I've realized I put that much extra faith in what I could do, what I brought to the table, what my abilities would open up for me.

The permission to rely on my own strength and understanding is ever being taken away. I couldn't tell you that that imperative over my life is so far unique to this Texas experience. I have to say that for as long as I have walked with the Lord, this mandate seems to deepen with echoes of authority. It's becoming impossible for me to gauge my well-being off of anything but how well I am living by that premise. What I imagine is usually just my imagination.

I cannot rely on my own strength or understanding.

I go through seasons of feeling really good at doing that, and others not so much. That feeling of undeserved favor is easy to accept as His doing when people celebrate you and invest in your projects (which I have to acknowledge has been the case for me in this season, so I'm not excused.) God's strength seems a lot easier to access when it conveniently jives with the places in my life I already have experience in or passion for doing well. I will gladly receive the goodness and kindness of the Lord when I feel like I am making it easier for it to find me.

But when I discover that even my best doesn't seem good enough, or I'm daunted by circumstances outside of my control, I'm at the mercy of someone else's opinion of my value, I'm unpopular and unknown and unfamiliar, it's a lot harder to recognize the availability of His strength. Under those circumstances, it is easier for me to be dismayed because maybe, just maybe, I believe good fortune still somehow ultimately flows from just my ability to put my best foot forward.

And now especially, since this foot doesn't feel like stepping too much lately, cause it makes my shoulder cramp up and my lower back ache, and then I can't play piano...I readily admit that the majority of my time here has been spent wrestling the Lord. Simply between trying to believe His strength is actually available to me or sticking with mine. Between relying on my understanding or on His mysterious wisdom and provision. To gnash my teeth and to maintain this grip, this imaginary illusion of control, or to release and let God be God, and let Jesus be the only impressive person I know.

Decisions, decisions.

I don't know what they've told you. Just because you accept Christ once, doesn't mean you don't have to accept him again and again and again, possibly everyday, at least at every fork in the road.

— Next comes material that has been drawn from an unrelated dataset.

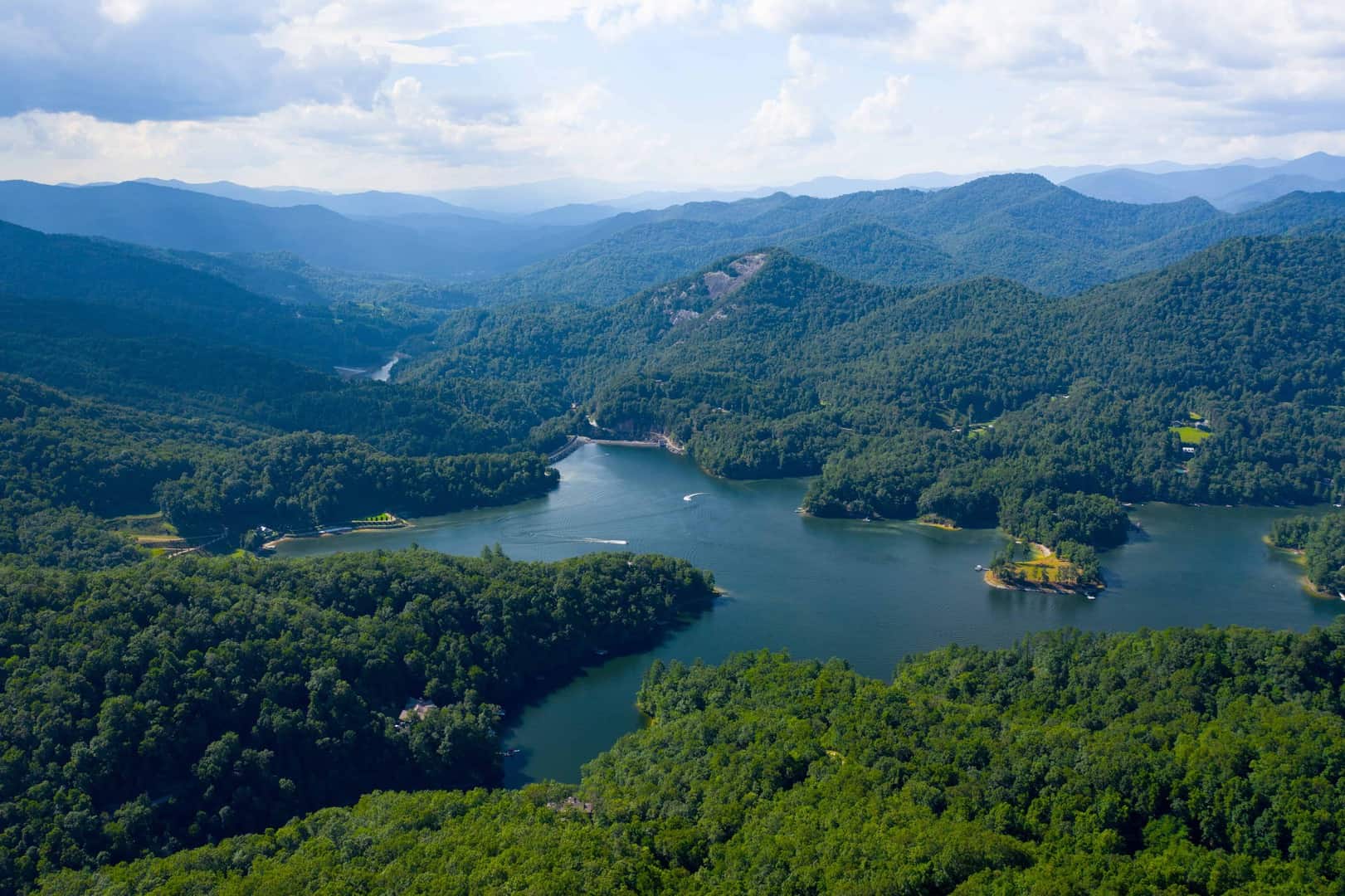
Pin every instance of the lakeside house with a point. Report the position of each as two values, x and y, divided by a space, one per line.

Maybe the timeline of my life will look like a series of lines that illustrate all the moments I accepted Him afresh for being who He was and all the occasions I diverted from that belief. And it will, unfortunately, due to my inconsistency, look a lot more like a zig-zag than a perfect line.


I am waiting to hear back from some jobs. If they deny me, it's nothing personal. They really don't know who they're dealing with.

But the Lord does. I have to sigh out that truth but I don't want to accept it just as a copout. I want to accept it as joy, for the sake of whoever's reading this and for the sake of the rest of my life's trajectory. Even when it looks like He's absent, these other unpredictable factors in my life that look like other people, or injuries, or skill sets, or talents, or weaknesses, STILL have to go through Him. Nothing has been able to enter my life that He did not say was okay, and nothing--despite my best attempts to demand it stay--has remained when He made it clear to the depth of my spirit that it wasn't okay to stay.

I insist on the joy of the Lord because it would be foolish not to. When the authority of the Creator offers you what you can't understand, it is easier to sit on your hands and call Him a liar. But I don't believe He is a liar. And so far my hands haven't gotten me very far. So I insist on His joy.

I will wait for the breakthrough, the good news, the sudden opening, the moment of relief that is trademark Jesus. I will not have kicked the door down to it. I will not have impressed my way to it. I am grateful for that Holy Spirit He whispers what seems to good to be true and how I'm surrounded by a vocal, God-fearing community that is helping me to tread and keep my head above the storm of selfishness.

Therefore, since we are surrounded by so great a cloud of witnesses, let us also lay aside every weight, and sin which clings so closely, and let us run with endurance the race that is set before us, looking to Jesus, the founder and perfecter of our faith, who for the joy that was set before him endured the cross, despising the shame, and is seated at the right hand of the throne of God.

Hebrews 12:1-2

Every bit of goodness in our lives is a gift. Every bout of bad is temporary. He is good and He is lasting. I insist on being discontent without His joy, without His strength. I would not want to live deceived.